Office rental cycle has peaked; retail rents may have bottomed out

Rental index (URA)

It seems a tale of two cities between Singapore’s office and rental markets, going by the latest data from the Urban Redevelopment Authority (URA).

The figures suggest that the office rental cycle has peaked against the backdrop of clouded business sentiments and tenant resistance to further rental hikes. On the other hand, retail rents, which have been in a multi-year decline phase, may finally have bottomed.

The URA’s office rental index for the central region slipped 3.2 per cent quarter on quarter in the fourth quarter of 2019, the biggest q-o-q decline since first quarter 2017.

The full-year 2019 drop of 3.1 per cent is in stark contrast with the 7.4 per cent gain in 2018. URA’s retail rental index for the central region climbed 2.3 per cent quarter on quarter for Q4 last year – the same rate of increase in Q3 2019. This was the second consecutive q-o-q rise in the index, which posted a full-year gain of 2.9 percent. It had dipped one per cent in 2018.

While some market watchers are sanguine that Singapore’s long-ailing retail market may have finally found its equilibrium, setting the stage for rent stabilisation around current levels, they also highlight that the retail business operating environment remains fraught with challenges. The outlook for rents is thus mixed.

The uptick in retail rents came chiefly from the prime Orchard Road shopping belt. URA’s median rental (based on lease commencement) for the Orchard Planning Area posted a 3.9 per cent q-o-q rise in Q4 2019, surpassing the increases of 2.9 per cent and 1.4 per cent respectively in the Central Area outside Orchard, and Outside the Central Area (OCA).

Year on year, the Q4 2019 median rental for Orchard was up 5.9 per cent, again outpacing rises of 2.7 per cent for Central Area outside Orchard, and 0.9 per cent in OCA.

Cushman & Wakefield’s head of research for Singapore and South-east Asia, Christine Li, said that the positive rental growth in Orchard was driven by limited supply of new prime retail space amid rising tourist arrivals. “We observed that in the prime Orchard Road belt, landlords in some malls still managed to achieve positive rental reversion, signing up new tenants for vacated spaces at higher rents in 2019.

“Despite slower economic growth, prime spaces – for example basement units near the MRT station entrance and ground-floor space with street frontage along Orchard Road – continue to enjoy very high or full occupancy rates, allowing landlords to hold or even raise rents.”

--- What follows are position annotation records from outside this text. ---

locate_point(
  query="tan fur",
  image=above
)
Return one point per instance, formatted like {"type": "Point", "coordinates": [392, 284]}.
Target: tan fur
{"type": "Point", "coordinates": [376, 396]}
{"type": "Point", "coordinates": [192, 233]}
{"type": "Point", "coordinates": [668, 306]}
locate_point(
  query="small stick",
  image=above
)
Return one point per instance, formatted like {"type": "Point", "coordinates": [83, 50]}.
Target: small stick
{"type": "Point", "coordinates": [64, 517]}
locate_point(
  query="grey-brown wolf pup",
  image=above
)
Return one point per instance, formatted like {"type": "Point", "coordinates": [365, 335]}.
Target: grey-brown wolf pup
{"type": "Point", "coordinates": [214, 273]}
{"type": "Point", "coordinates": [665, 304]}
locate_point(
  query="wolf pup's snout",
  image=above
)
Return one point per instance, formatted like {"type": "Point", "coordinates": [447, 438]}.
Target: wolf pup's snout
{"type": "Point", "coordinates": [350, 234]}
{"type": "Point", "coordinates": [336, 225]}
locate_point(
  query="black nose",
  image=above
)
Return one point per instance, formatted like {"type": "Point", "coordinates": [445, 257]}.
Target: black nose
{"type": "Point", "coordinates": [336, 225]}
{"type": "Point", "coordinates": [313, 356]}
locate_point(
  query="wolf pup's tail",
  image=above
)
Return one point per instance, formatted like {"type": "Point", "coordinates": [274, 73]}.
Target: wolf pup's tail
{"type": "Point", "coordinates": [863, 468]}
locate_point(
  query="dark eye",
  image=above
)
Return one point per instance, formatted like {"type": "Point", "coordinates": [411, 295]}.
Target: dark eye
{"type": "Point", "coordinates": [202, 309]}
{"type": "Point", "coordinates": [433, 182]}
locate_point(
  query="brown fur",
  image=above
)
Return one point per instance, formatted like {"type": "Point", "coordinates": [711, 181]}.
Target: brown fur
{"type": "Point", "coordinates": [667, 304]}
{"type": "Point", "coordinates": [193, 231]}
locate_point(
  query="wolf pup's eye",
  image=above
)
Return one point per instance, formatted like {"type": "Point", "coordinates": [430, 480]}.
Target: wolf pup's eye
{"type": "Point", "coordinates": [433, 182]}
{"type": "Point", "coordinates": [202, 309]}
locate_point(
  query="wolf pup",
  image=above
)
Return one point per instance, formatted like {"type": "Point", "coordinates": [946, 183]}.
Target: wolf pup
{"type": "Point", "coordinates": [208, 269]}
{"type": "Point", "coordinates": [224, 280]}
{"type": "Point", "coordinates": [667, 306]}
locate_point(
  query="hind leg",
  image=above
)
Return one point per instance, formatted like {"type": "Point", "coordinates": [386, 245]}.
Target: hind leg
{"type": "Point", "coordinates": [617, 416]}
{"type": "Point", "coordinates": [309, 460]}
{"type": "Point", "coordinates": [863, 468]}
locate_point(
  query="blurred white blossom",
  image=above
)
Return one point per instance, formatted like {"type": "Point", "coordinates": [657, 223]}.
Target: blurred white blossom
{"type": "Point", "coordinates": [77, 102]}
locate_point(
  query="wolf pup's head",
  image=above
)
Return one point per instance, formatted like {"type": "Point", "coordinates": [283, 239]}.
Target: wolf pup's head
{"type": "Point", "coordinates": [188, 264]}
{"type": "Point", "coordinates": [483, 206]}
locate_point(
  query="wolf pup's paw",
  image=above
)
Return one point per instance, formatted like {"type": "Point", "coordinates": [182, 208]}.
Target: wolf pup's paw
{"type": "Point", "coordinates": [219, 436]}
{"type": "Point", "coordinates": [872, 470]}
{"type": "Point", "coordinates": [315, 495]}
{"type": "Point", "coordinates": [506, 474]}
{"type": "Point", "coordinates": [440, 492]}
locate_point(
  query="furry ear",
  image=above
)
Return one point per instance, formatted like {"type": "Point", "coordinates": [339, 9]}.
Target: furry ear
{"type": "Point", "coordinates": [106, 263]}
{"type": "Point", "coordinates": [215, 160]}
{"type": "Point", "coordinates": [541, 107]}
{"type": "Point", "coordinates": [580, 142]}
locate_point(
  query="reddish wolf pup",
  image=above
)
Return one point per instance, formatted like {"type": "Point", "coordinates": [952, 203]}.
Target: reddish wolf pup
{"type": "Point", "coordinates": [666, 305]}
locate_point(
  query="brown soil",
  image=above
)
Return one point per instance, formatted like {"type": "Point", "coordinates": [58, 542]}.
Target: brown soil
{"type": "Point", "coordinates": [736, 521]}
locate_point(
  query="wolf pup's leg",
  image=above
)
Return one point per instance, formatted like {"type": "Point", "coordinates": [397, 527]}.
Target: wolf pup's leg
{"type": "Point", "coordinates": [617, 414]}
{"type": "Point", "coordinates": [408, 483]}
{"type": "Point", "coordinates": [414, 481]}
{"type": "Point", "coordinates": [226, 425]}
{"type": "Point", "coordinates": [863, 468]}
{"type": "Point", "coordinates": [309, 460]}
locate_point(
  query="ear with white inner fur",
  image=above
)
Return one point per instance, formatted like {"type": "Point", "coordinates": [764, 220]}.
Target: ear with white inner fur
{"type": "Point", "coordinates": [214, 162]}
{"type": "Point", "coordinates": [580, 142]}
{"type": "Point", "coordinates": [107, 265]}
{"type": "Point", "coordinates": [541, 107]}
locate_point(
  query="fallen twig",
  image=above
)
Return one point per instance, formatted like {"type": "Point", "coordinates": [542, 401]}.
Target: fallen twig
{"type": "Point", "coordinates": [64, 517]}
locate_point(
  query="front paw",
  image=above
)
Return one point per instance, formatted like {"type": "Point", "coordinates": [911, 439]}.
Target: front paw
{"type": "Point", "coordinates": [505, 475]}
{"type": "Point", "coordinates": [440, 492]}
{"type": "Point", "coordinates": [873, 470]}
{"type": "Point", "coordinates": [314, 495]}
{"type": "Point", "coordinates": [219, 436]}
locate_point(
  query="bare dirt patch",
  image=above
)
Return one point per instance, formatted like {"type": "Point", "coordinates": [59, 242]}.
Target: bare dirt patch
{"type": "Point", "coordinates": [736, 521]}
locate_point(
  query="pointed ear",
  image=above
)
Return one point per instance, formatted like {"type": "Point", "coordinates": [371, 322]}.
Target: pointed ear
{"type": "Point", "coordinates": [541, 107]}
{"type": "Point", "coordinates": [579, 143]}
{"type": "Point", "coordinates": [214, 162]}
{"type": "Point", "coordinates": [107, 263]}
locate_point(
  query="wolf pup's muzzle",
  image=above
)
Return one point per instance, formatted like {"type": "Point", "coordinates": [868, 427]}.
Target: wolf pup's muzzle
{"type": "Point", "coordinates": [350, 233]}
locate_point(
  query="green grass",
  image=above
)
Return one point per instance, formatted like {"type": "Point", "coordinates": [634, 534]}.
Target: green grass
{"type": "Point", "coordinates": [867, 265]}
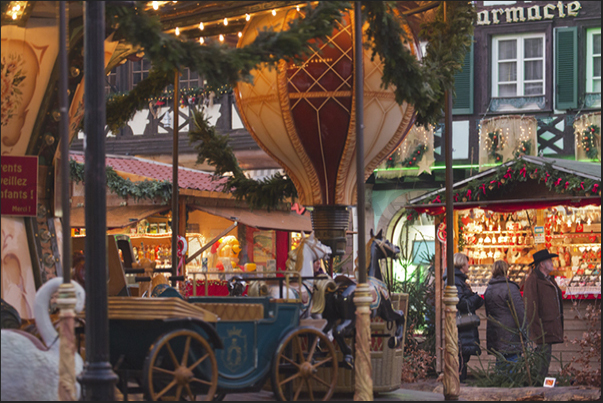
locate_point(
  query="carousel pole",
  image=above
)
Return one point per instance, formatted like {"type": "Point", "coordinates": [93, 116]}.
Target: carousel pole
{"type": "Point", "coordinates": [362, 299]}
{"type": "Point", "coordinates": [98, 379]}
{"type": "Point", "coordinates": [451, 381]}
{"type": "Point", "coordinates": [66, 299]}
{"type": "Point", "coordinates": [175, 187]}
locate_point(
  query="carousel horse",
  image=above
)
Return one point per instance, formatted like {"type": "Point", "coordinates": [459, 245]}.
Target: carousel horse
{"type": "Point", "coordinates": [301, 260]}
{"type": "Point", "coordinates": [340, 311]}
{"type": "Point", "coordinates": [30, 369]}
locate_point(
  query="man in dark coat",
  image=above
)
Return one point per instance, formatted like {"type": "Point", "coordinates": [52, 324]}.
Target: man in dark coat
{"type": "Point", "coordinates": [544, 307]}
{"type": "Point", "coordinates": [505, 313]}
{"type": "Point", "coordinates": [469, 302]}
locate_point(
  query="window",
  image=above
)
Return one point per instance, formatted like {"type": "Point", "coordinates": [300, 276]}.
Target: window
{"type": "Point", "coordinates": [518, 66]}
{"type": "Point", "coordinates": [140, 71]}
{"type": "Point", "coordinates": [593, 60]}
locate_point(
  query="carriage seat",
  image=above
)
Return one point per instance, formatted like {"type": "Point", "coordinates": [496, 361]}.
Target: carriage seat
{"type": "Point", "coordinates": [234, 312]}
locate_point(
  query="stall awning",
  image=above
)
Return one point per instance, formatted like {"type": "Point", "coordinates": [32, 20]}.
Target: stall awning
{"type": "Point", "coordinates": [118, 217]}
{"type": "Point", "coordinates": [527, 182]}
{"type": "Point", "coordinates": [262, 219]}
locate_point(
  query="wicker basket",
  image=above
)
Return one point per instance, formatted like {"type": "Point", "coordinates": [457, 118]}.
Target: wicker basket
{"type": "Point", "coordinates": [387, 363]}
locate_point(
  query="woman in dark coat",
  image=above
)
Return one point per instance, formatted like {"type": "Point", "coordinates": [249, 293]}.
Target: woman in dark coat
{"type": "Point", "coordinates": [505, 312]}
{"type": "Point", "coordinates": [469, 302]}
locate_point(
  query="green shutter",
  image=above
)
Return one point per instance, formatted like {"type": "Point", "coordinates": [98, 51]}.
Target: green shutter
{"type": "Point", "coordinates": [462, 103]}
{"type": "Point", "coordinates": [566, 68]}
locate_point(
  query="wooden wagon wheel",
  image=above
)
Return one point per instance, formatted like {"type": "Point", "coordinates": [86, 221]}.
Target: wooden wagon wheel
{"type": "Point", "coordinates": [180, 364]}
{"type": "Point", "coordinates": [305, 362]}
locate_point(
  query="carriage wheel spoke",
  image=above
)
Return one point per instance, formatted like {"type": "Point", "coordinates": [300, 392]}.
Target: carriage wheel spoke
{"type": "Point", "coordinates": [319, 363]}
{"type": "Point", "coordinates": [298, 391]}
{"type": "Point", "coordinates": [190, 392]}
{"type": "Point", "coordinates": [165, 371]}
{"type": "Point", "coordinates": [166, 389]}
{"type": "Point", "coordinates": [187, 347]}
{"type": "Point", "coordinates": [299, 349]}
{"type": "Point", "coordinates": [316, 378]}
{"type": "Point", "coordinates": [313, 349]}
{"type": "Point", "coordinates": [172, 355]}
{"type": "Point", "coordinates": [309, 385]}
{"type": "Point", "coordinates": [292, 377]}
{"type": "Point", "coordinates": [201, 381]}
{"type": "Point", "coordinates": [290, 361]}
{"type": "Point", "coordinates": [178, 392]}
{"type": "Point", "coordinates": [199, 361]}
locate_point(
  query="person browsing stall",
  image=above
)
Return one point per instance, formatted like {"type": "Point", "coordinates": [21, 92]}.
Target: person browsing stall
{"type": "Point", "coordinates": [544, 307]}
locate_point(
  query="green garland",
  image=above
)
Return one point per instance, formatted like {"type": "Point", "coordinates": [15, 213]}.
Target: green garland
{"type": "Point", "coordinates": [267, 193]}
{"type": "Point", "coordinates": [147, 189]}
{"type": "Point", "coordinates": [556, 181]}
{"type": "Point", "coordinates": [524, 148]}
{"type": "Point", "coordinates": [422, 84]}
{"type": "Point", "coordinates": [589, 141]}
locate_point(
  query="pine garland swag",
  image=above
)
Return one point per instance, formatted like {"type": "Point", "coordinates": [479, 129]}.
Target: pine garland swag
{"type": "Point", "coordinates": [215, 149]}
{"type": "Point", "coordinates": [147, 189]}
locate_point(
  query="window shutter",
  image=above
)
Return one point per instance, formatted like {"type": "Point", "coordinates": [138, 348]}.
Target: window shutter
{"type": "Point", "coordinates": [462, 103]}
{"type": "Point", "coordinates": [566, 68]}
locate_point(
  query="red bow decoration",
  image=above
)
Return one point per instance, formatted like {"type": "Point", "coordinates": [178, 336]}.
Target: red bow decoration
{"type": "Point", "coordinates": [508, 174]}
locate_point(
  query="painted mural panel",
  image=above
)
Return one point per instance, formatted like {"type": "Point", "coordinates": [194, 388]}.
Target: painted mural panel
{"type": "Point", "coordinates": [28, 56]}
{"type": "Point", "coordinates": [18, 286]}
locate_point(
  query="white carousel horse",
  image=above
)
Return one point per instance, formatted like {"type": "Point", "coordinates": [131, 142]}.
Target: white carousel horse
{"type": "Point", "coordinates": [30, 370]}
{"type": "Point", "coordinates": [300, 260]}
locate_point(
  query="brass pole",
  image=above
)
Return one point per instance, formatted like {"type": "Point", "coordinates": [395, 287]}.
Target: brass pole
{"type": "Point", "coordinates": [451, 381]}
{"type": "Point", "coordinates": [362, 298]}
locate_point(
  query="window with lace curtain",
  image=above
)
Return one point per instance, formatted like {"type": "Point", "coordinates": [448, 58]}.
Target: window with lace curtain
{"type": "Point", "coordinates": [518, 65]}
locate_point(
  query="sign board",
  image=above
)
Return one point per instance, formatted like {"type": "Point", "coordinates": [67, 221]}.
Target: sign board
{"type": "Point", "coordinates": [539, 234]}
{"type": "Point", "coordinates": [19, 186]}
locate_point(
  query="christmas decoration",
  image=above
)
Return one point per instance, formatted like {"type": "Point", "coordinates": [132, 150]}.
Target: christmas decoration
{"type": "Point", "coordinates": [589, 141]}
{"type": "Point", "coordinates": [147, 189]}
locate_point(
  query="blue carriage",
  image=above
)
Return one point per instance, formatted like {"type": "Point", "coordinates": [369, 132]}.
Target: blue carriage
{"type": "Point", "coordinates": [210, 346]}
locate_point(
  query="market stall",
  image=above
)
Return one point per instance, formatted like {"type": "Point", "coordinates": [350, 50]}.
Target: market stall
{"type": "Point", "coordinates": [510, 212]}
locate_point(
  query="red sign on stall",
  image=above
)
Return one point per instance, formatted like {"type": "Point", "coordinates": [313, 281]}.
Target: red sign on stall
{"type": "Point", "coordinates": [19, 186]}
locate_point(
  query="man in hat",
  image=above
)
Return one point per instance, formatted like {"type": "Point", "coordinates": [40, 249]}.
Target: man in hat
{"type": "Point", "coordinates": [544, 308]}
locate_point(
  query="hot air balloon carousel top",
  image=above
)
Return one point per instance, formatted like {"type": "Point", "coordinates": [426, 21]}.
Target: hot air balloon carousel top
{"type": "Point", "coordinates": [302, 114]}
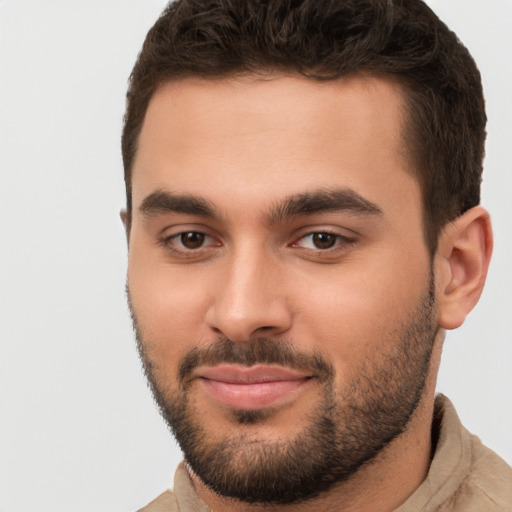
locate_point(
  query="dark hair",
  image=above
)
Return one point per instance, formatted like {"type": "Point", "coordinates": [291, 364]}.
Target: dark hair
{"type": "Point", "coordinates": [324, 40]}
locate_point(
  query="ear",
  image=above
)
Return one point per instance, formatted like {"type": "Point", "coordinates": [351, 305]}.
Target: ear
{"type": "Point", "coordinates": [124, 219]}
{"type": "Point", "coordinates": [462, 260]}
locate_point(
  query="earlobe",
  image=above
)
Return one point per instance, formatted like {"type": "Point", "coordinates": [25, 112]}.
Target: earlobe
{"type": "Point", "coordinates": [462, 261]}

According to Cushman & Wakefield’s prime retail basket of properties, Orchard Road rents rose 2.6 per cent for the whole of last year, outpacing increases of 0.8 per cent in “Other city areas” and 0.2 per cent in the suburbs.
CBRE’s head of research for South-east Asia, Desmond Sim, noted that despite the consolidation among some retail chains, replacement tenants are still prepared to pay high rents for choice space in prime Orchard Road malls. “On the
flip side, demand for retail spaces in secondary locations and corridors remains challenged and rental growth in these areas may thus be slower.”

Despite all the positive talk about Orchard Road retail rents, analysts project a mixed outlook on the whole. Angelia Phua, consulting director at JLL Singapore’s research and consultancy department, says the retail rental growth momentum seen in the last two quarters of 2019 is likely to spill over into this year. That said, “the pace of growth could be modest, given the sluggish global and domestic economic growth outlook”, she added.

Colliers International’s head of research for Singapore, Tricia Song, too said that despite the stabilisation of retail rents, any recovery is likely to be subdued given the lack of catalysts.

Mr Sim of CBRE noted that retail sales continue to decline while tourist spending has weakened amid global uncertainties. “The saving grace remains the tight supply pipeline for the next three to five years, which will help to keep the retail market in equilibrium.”

This year, only 73,000 sq m of retail space island-wide is expected to be completed – less than half the 170,150 sq m completed last year, said Ms Li. She predicts a marginal decline in retail rents for her firm’s “Other city areas” basket, as the sector is not supported by big residential catchments; neither does it attract steady tourist footfall. “Orchard and suburban retail rents are expected to see flattish growth in 2020.”

As for the correction in office rents, Mr Sim said this likely reflects some landlords becoming more realistic in their rental expectations to fill existing vacancies. He highlighted that “demand from the agile space sector has slowed notably, following its rapid expansion in 2018”.

JLL’s head of research and consultancy for Singapore, Tay Huey Ying, said that amid uncertainty about business prospects and muted economic growth, many businesses have held off expansion and relocation plans. “Resistance to
office rental hikes has intensified with buildings facing higher vacancy pressure increasingly succumbing to downward pressure.”

On a brighter note, the net absorption of office space island-wide amounted to 1.67 million sq ft last year, outweighing the 279,861 sq ft rise in the stock of office space.